Leonora ha della capacità inventiva lo sguardo: è così che forse crea i suoi personaggi dal muso vellutato di un’orchidea albina, dalla bocca viola e avida, della faccia di filatrice di lana, del chirurgo scellerato e sicuramente le mani mansuete di una Dea decaduta, scesa dal suo piedistallo di alabastro; credo ci insegni ad amarsi per come si è, non per come si vorrebbe essere e non si sarà mai. La sua continua creazione attorno al mondo fantastico non è che una testimonianza di sincerità, di chi non finge più, e riguardo la letteratura la freccia è ben dritta, la mira è d’occhiata e ce lo dice lei stessa:
No. La conoscenza è solo quella scritta nella materia viva e primordiale. Gli esseri primordiali senza ombra sono lettere che compongono parole illeggibili.
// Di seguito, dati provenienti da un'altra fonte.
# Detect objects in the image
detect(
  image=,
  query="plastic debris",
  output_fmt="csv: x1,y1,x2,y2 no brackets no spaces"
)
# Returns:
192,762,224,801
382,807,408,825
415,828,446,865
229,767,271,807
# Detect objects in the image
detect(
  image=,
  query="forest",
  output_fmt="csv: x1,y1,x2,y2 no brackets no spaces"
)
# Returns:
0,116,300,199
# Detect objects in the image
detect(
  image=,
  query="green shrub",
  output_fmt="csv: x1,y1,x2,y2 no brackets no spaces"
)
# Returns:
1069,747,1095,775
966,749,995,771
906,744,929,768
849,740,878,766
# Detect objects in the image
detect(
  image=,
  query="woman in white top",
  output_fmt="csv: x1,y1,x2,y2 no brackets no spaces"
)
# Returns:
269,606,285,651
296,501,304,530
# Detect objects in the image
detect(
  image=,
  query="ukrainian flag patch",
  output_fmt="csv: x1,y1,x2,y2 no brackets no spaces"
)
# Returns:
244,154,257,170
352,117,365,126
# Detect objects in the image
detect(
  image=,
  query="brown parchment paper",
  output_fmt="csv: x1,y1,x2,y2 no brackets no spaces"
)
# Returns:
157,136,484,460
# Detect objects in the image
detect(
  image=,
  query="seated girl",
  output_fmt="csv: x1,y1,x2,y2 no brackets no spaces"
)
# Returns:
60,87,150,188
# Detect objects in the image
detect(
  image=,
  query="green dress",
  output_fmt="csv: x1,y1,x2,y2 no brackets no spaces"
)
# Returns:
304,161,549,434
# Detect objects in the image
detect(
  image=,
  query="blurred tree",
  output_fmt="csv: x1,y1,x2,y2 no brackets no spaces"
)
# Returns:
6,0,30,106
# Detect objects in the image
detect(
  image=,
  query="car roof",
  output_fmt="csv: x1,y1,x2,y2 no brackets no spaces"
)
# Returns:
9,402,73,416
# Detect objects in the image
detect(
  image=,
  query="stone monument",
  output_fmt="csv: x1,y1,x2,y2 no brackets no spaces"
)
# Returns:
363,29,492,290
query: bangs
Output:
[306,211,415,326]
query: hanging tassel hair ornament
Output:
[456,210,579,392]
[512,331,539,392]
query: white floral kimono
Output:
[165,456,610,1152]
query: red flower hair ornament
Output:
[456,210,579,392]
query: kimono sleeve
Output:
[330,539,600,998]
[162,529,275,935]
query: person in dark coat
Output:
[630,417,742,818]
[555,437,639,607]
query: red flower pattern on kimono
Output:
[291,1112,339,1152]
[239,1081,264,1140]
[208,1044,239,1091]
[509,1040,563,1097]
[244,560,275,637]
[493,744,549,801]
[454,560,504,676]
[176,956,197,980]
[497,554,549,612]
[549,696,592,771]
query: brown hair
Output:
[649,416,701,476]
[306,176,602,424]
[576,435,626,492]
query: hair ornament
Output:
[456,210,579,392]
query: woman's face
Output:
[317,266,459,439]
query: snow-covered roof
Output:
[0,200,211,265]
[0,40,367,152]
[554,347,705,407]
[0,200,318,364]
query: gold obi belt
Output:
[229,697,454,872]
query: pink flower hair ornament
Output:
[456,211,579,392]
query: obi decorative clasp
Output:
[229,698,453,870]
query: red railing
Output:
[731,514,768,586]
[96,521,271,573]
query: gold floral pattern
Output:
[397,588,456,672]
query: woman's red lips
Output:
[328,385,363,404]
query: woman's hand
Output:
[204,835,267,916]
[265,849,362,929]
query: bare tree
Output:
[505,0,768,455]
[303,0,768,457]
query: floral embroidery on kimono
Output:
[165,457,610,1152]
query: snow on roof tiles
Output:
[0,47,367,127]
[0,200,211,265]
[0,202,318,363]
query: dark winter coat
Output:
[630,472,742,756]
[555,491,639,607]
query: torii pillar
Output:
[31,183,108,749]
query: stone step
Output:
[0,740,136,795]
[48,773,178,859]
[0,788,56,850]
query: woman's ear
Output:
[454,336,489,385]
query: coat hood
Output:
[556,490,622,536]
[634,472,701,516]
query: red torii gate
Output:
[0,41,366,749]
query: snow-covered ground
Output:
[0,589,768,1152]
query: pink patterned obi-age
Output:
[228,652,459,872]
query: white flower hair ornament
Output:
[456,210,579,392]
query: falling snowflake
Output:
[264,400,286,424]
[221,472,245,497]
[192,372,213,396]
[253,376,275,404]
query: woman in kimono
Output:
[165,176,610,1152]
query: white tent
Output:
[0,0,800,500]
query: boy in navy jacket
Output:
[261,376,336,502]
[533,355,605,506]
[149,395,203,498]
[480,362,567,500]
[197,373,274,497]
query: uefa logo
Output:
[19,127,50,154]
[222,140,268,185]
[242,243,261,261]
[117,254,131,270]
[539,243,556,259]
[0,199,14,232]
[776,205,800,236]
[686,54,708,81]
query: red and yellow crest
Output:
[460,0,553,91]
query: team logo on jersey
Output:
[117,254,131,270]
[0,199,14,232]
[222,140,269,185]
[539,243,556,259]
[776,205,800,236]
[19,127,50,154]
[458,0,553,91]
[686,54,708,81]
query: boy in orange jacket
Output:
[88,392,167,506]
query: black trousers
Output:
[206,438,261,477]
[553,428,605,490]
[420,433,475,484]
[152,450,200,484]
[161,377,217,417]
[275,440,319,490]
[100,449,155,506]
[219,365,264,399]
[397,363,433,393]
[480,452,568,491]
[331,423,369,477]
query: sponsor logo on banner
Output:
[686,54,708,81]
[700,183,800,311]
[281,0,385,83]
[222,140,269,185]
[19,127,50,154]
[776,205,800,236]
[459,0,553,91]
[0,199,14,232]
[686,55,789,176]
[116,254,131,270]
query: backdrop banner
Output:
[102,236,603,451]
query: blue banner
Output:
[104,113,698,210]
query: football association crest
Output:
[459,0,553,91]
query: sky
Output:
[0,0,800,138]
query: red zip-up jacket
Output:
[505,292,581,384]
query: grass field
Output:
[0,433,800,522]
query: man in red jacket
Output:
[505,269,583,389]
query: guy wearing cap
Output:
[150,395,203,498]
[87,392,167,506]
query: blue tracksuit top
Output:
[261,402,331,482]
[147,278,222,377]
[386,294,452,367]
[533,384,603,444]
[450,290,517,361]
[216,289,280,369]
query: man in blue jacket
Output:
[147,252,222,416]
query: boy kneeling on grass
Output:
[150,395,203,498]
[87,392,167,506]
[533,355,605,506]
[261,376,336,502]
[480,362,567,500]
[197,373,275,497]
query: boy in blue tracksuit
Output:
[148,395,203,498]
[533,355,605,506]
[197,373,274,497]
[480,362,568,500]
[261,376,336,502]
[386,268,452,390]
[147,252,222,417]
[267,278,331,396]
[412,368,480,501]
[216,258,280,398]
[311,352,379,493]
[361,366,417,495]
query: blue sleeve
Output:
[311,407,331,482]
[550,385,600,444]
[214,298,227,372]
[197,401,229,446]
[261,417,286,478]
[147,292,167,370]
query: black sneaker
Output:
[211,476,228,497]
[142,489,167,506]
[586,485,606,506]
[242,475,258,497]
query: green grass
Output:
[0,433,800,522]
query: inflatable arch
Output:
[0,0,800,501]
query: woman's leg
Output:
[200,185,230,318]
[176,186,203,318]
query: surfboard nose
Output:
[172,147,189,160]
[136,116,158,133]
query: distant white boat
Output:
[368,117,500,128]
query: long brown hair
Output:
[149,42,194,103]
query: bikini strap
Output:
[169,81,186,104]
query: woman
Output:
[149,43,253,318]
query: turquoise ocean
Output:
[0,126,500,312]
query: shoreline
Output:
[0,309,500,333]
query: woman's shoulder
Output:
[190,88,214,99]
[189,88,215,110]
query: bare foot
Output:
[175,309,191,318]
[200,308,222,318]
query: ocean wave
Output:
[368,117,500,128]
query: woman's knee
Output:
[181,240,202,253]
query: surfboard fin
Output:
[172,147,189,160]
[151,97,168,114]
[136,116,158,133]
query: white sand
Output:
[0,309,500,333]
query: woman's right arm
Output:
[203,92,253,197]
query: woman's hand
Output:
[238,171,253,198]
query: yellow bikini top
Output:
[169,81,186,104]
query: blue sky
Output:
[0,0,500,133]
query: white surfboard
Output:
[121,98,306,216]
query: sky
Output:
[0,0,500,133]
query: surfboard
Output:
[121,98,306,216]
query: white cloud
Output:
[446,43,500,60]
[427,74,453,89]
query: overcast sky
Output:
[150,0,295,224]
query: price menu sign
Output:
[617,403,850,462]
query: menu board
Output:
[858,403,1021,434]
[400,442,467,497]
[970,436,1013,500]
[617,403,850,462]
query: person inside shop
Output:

La loro condizione è una perenne sofferenza, perché sono nudi e senza pelle. Il loro flusso sanguigno è privo di difese.
Chi sono?
Quelli che non fingono più di sapere chi sono.
La letteratura è per lei un piccolo santuario personale riscattato con sei galloni di sangue salato. Io vi partecipai come lettore e ne fui morso alla pancia. Leonora è parte fondamentale nella letteratura contemporanea e nel movimento surrealista, così come nella pittura, accompagnata da Max Ernst con cui visse fino alla sua morte. Leonora, come le sue opere, appartiene però ad un tempo indeterminato, non classificabile, se nonché in chiave alchemica auto-presentata da un corpo senza vita, senza respiro e sempre abitata da poteri misteriosi di cui neanche oggi forse potremmo immaginarne la fonte, solo attendere il sopravvenire, come avviene nei suoi scritti; in chiave di destino.
Leonora Carrington muore nel 2011 in Città del Messico, all’età di 94 anni a causa di polmonite. La si può oggi incontrare nel sogno, come avrebbe sempre voluto.